Limited research and anecdotal reports suggest that with increasing age muscles tend to recover more slowly after a bout of exercise, whether it is strength or endurance training. Strenuous exercise can cause muscle damage, and it takes time for muscles to adapt and remodel—at any age. Inadequate recovery can blunt the training effect on muscles as well as increase the risk of injury during a subsequent workout.
Recovery from exercise depends on many biochemical, hormonal, and physiological processes that can affect the repair and remodeling of protein in muscles and connective tissue. It’s quite complex and involves immediate recovery after exercise and slower recovery over the next 24 to 72 hours.

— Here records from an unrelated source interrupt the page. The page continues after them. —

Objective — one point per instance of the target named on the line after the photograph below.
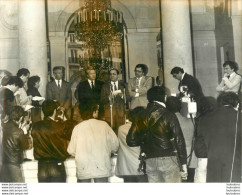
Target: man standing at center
(60, 90)
(89, 90)
(113, 93)
(138, 86)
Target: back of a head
(14, 80)
(87, 110)
(136, 113)
(32, 81)
(228, 99)
(156, 93)
(233, 65)
(48, 107)
(144, 68)
(173, 104)
(16, 113)
(176, 70)
(22, 71)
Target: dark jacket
(34, 92)
(193, 85)
(156, 132)
(216, 140)
(85, 94)
(50, 140)
(14, 143)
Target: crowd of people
(138, 123)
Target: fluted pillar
(176, 34)
(237, 31)
(32, 39)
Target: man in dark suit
(115, 94)
(139, 85)
(89, 91)
(187, 83)
(60, 90)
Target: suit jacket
(230, 85)
(63, 95)
(193, 85)
(145, 85)
(118, 101)
(216, 138)
(85, 94)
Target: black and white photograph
(139, 96)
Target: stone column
(237, 31)
(176, 33)
(32, 39)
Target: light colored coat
(230, 85)
(127, 161)
(92, 143)
(145, 85)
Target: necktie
(58, 84)
(114, 86)
(92, 84)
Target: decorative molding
(9, 15)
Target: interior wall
(9, 52)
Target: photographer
(50, 139)
(161, 139)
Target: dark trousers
(135, 179)
(96, 180)
(11, 173)
(51, 172)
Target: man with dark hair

Research on age-related muscle recovery has produced inconsistent results. Some studies have found that in older (“masters”) athletes, muscles recover more slowly than in their younger counterparts, while other studies have found similar recovery rates between older and younger athletes. It may depend, in part, on the type of exercise. Older athletes tend to recover better from intense cycling, for example, than from exercise like running, which leads to greater muscle damage. Of course, all this depends on the age of the athletes (there’s almost always a big difference between a 40-year-old and a 70-year-old), how fit they are, and genetic factors.
In a small study in Medicine & Science in Sports & Exercise in 2016, younger and older triathletes completed a 30-minute downhill run, which is likely to cause muscle damage, followed by three 20-kilometer cycling trials during the next 48 hours. Muscle biopsies done over the following days revealed that the older participants had significantly lower muscle protein synthesis than the younger ones. Some other studies have yielded similar findings.
One thing that seems to benefit muscle recovery in older athletes in particular is the consumption of extra protein shortly after exercise—as much as twice as much protein as suggested for younger athletes, and especially dietary protein high in the amino acid leucine. Regarding older athletes, Dr. Stuart Phillips, a specialist in skeletal muscle health at McMaster University in Canada, said, “I would recommend a good dose—30 to 40 grams—of high-quality protein after exercise to help repair and remodel damaged protein, including in connective tissue.” Low-fat dairy, such as yogurt and milk, is a high-quality protein source, as are eggs, nuts, peanut butter, soy, fish, and chicken.
Keep in mind that Dr. Phillips is talking about master or other serious older athletes. For recreational exercisers, a more modest amount of protein—say, 10 grams—may be enough to help muscle recovery. Milk has 8 grams of protein per cup; yogurt, 10 to 20 per cup (Greek yogurt has the most); an egg, 6 grams; an ounce of nuts, 4 to 8 grams; meat, chicken, and fish, 6 to 8 grams of protein per ounce.
In addition, for people of any age doing strength training, it’s usually a good idea to give muscles a day off to recover between workouts. For instance, do a lower-body workout one day, upper-body the next day. Or alternate days of strength training with days of cardio workouts.